Bis in die Nacht zum 22. August 2004 kämpften Nicolas Kiefer und Rainer Schüttler um Olympisches Gold - und mussten am Ende lernen, ihre Silbermedaille zu lieben. Erinnerungen an eines der nervenaufreibendsten Doppel aller Zeiten.

von Florian Goosmann
zuletzt bearbeitet: 22.08.2019, 20:45 Uhr

Nicolas Kiefer, Rainer Schüttler
© Getty Images
Nicolas Kiefer, Rainer Schüttler

Kiefer und Schüttler hatten es bis ins Finale des Olympischen Doppelturniers geschafft, es war an sich schon eine Sensation. Ihre Gegner: Fernando Gonzales und Nicolas Massu aus Chile.
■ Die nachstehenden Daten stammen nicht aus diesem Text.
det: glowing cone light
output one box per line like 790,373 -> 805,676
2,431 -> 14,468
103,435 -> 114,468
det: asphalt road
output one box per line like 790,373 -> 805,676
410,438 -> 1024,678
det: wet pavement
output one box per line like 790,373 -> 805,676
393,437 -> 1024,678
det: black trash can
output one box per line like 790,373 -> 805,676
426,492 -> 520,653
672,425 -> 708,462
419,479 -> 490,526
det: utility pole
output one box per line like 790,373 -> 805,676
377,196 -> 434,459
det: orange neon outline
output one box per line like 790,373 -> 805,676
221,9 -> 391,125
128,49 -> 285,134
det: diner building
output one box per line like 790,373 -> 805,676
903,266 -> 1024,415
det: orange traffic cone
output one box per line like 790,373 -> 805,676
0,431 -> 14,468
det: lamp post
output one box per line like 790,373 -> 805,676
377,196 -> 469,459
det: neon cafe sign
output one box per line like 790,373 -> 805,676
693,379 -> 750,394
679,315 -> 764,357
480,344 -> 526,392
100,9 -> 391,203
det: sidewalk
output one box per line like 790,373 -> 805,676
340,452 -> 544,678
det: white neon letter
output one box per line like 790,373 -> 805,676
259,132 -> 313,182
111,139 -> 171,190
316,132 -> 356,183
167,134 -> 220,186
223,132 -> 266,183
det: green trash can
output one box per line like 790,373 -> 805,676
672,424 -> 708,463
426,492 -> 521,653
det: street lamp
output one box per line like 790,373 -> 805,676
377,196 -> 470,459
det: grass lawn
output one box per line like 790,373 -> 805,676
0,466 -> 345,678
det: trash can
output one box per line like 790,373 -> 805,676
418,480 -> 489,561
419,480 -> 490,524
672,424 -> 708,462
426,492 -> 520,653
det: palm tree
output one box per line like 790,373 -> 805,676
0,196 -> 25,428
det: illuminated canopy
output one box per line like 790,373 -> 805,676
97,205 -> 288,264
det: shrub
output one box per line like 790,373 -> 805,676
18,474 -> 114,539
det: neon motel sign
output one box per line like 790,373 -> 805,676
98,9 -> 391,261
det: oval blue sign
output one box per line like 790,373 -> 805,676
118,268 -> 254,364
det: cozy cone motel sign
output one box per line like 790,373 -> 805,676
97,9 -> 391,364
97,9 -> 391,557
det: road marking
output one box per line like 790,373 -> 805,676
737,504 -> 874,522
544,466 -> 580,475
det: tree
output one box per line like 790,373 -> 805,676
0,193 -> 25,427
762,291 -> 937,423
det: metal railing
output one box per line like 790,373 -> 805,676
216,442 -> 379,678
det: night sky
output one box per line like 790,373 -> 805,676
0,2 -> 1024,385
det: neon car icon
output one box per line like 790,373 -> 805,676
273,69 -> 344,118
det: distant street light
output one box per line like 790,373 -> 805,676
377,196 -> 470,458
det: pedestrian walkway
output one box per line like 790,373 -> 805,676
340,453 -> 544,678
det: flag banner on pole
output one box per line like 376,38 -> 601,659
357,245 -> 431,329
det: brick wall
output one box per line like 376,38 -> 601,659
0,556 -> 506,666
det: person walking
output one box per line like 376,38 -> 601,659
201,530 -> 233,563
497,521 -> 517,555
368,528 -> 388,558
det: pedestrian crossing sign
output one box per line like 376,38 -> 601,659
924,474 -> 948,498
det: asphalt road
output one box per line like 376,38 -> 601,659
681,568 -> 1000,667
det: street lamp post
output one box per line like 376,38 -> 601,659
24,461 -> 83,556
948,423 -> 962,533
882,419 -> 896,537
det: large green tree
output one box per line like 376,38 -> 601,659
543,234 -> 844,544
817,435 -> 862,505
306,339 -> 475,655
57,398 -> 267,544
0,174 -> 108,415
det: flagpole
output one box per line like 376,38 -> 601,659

Gonzalez hatte sich bereits Einzel-Bronze gesichert, hatte nur drei Stunden zuvor in knapp dreieinhalb Stunden (mit 16:14 in Satz 3) Taylor Dent niedergerungen. Massu hatte das große Endspiel um Einzel-Gold einen Tag später vor sich./

Und dann kommt dieses Match, das so komisch beginnt. Denn von Müdigkeit ist bei Gonzales nichts zu spüren, und ohnehin spielen Massu und er kein Doppel, sie spielen zwei Einzel. Beide prügeln gemeinsam von der Grundlinie, Gonzales mit seiner Wahnsinns-Vorhand, die ein ums andere mal auf der Seite der Deutschen einschlägt - 4:0 steht es schnell, 6:2 gewinnen die Chilenen Satz eins. Und führen mit 4:2 in Durchgang zwei.

Kiefer wie aufgedreht

Aber Kiefer und Schüttler erholen sich, gewinnen die Sätze zwei und drei mit 6:4, 6:3, im Tiebreak des vierten Durchgangs führen sie mit 6:2. Vor allem Kiefer begeistert, feuert Schüttler und sich selbst immer wieder an, vier Matchbälle haben die beiden nun, das muss es gewesen sein.

Und dann geht einer nach dem anderen dahin. Beim ersten kreuzt Schüttler und wird mit einem Ball auf die Linie passiert, beim zweiten returniert Gonzales tief, beim dritten kriegen Kiefer und Schüttler die Kugel nicht tot, Massu passiert am Ende. Die größte Chance dann beim Aufschlag der Chilenen, als Schüttler einen Vorhand-Volley knapp hinter die Grundlinie legt. 9:7 gewinnen Gonzales und Massu den Tiebreak schließlich.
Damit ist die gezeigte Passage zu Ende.